We have an internal testing environment for couchbase of 1 cluster containing 3 server nodes. This morning when I checked out the couchbase console, 1 node was stuck on pending and another was down. I checked the two machines in question and they were doing fine. So I checked the logs and all it mentioned was something like: 'Shutting down bucket “XXXXX” on
‘ns_1@xxx.xxx.xxx.xxx’ for server shutdown’. So I failed that node over and immediatly the pending node came back up and running perfectly.
I figured it might have been something like a scheduled task that hogged too much memory and had the ‘down’ node crash or something so I just went ahead and rebalanced the cluster and then tried to re-add that 3rd node but all I’m getting is an:
Attention - Prepare join failed. Could not connect to “xxx.xxx.xxx.xxx” on port 8091. This could be due to an incorrect host/port combination or a firewall in place between the servers.

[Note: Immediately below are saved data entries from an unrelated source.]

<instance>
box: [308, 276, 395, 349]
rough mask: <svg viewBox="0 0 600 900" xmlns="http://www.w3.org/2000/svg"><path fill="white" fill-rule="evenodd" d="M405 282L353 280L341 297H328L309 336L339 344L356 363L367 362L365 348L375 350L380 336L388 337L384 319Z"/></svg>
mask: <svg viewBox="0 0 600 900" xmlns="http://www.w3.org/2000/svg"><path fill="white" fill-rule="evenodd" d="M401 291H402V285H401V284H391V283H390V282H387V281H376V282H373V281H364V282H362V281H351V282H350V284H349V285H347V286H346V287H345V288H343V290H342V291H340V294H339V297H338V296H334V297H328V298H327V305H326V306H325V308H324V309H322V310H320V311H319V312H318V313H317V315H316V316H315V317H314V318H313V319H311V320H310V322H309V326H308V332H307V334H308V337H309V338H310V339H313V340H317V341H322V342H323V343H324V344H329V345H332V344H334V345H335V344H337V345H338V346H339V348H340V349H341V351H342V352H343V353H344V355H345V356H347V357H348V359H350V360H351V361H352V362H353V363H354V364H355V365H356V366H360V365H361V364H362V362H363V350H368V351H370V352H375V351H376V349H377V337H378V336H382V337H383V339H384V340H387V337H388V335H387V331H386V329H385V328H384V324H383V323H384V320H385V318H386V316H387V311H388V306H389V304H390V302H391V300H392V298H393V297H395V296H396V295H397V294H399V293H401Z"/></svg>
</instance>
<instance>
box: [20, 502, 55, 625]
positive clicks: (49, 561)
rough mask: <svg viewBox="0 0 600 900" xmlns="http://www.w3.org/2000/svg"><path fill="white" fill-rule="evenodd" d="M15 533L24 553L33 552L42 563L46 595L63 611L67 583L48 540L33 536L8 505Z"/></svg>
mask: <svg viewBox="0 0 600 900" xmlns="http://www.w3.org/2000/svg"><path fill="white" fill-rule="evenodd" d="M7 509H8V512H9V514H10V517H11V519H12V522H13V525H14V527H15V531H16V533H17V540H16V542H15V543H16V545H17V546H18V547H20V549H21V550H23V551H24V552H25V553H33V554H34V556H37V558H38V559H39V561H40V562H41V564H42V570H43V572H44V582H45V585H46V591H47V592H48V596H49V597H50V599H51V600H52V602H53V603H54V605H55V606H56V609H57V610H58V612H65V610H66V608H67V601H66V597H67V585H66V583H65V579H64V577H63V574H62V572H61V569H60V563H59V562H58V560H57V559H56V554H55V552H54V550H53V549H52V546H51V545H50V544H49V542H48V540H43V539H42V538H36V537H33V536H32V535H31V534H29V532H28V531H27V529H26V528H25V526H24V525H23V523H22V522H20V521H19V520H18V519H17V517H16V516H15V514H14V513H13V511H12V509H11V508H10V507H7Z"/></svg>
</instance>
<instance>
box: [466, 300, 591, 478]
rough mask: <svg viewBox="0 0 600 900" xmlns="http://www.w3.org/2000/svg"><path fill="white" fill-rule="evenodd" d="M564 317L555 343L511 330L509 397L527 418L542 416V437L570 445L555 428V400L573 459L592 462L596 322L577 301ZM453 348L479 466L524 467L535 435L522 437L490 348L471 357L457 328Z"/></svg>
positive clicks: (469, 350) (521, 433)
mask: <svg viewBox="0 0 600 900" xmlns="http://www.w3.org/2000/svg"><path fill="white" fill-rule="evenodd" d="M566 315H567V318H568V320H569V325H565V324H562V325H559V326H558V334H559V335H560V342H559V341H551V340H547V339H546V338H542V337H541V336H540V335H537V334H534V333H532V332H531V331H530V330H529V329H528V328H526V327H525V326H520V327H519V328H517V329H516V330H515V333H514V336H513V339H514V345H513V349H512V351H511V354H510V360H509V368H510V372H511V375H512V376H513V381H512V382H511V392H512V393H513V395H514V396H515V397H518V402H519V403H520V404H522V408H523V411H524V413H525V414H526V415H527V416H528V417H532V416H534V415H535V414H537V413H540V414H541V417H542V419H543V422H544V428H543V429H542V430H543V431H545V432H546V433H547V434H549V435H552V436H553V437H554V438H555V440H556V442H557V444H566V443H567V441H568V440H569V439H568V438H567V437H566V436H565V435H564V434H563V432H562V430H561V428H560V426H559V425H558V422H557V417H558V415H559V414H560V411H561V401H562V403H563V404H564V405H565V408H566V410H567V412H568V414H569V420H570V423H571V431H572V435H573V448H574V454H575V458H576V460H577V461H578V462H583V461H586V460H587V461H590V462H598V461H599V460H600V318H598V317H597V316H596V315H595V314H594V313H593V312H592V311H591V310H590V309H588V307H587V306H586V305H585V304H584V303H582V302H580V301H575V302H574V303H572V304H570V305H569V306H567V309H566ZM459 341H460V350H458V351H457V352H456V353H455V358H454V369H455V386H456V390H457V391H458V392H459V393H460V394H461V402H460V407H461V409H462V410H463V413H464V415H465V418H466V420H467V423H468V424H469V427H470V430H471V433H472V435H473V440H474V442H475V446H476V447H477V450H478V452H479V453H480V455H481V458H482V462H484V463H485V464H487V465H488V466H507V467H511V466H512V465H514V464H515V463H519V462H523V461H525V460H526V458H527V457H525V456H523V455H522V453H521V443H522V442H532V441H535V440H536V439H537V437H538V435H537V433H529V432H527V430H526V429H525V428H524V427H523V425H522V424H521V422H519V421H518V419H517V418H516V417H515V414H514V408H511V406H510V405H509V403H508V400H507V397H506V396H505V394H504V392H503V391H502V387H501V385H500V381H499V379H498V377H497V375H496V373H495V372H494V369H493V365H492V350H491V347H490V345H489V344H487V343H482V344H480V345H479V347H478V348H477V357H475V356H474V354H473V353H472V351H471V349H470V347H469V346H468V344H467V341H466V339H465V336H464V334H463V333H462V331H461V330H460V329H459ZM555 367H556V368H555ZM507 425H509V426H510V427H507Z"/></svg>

All firewalls are deactivated on all 3 machines internally to avoid those issues - this has never happened before. I’m unsure if I should try uninstalling couchbase and then reinstalling it instead.
one thing you can do is try to ping the new name/ip you are adding from the existing nodes and make sure all traffic and name resolution makes it through.
-cihan
There are no issues pinging the ip from one of the other node machines - the whole issue seems only to be with couchbase as I have test websites and a bunch of other stuff, all running fine on the machine
A few weeks back I thought I updated to Couchbase 4.0rc (specifically on the current problematic node) - and through some hocus pocus thought it was all updated.
I’m now suspecting I was wrong, and that when the node failed, it attempted to restart as 4.0rc (and now 4.1) while the rest of the cluster(nodes) are still in 4.0dev.
Would I be correct in assuming this would cause the problem I am having, and would there be a way to update both remaining nodes without losing data? (Worse case scenario I know I can just do a backup, but recopying all the views is a 10 min hassle. Aren’t we all lazy?)
This still however does not explain why I can’t reach the couchbase console from the problematic node itself (it isnt in the cluster at the moment so shouldnt it let me reach the couchbase setup page?)
UPDATE::
So I ended up doing a complete uninstall of couchbase, rebooting, reinstalling, and now it seems to be properly set up. When I try to add the node I get this error:
Most likely because it has couchbase 4.1 when the other nodes existing already on the cluster are 4.0dev . So this comes back to, how can I update the cluster to 4.1 without losing the data (other than doing a backup)
Fully uninstalling couchbase everywhere and doing a fresh installation + cbrestore had everything work in the end. Not a pleasant solution for sure.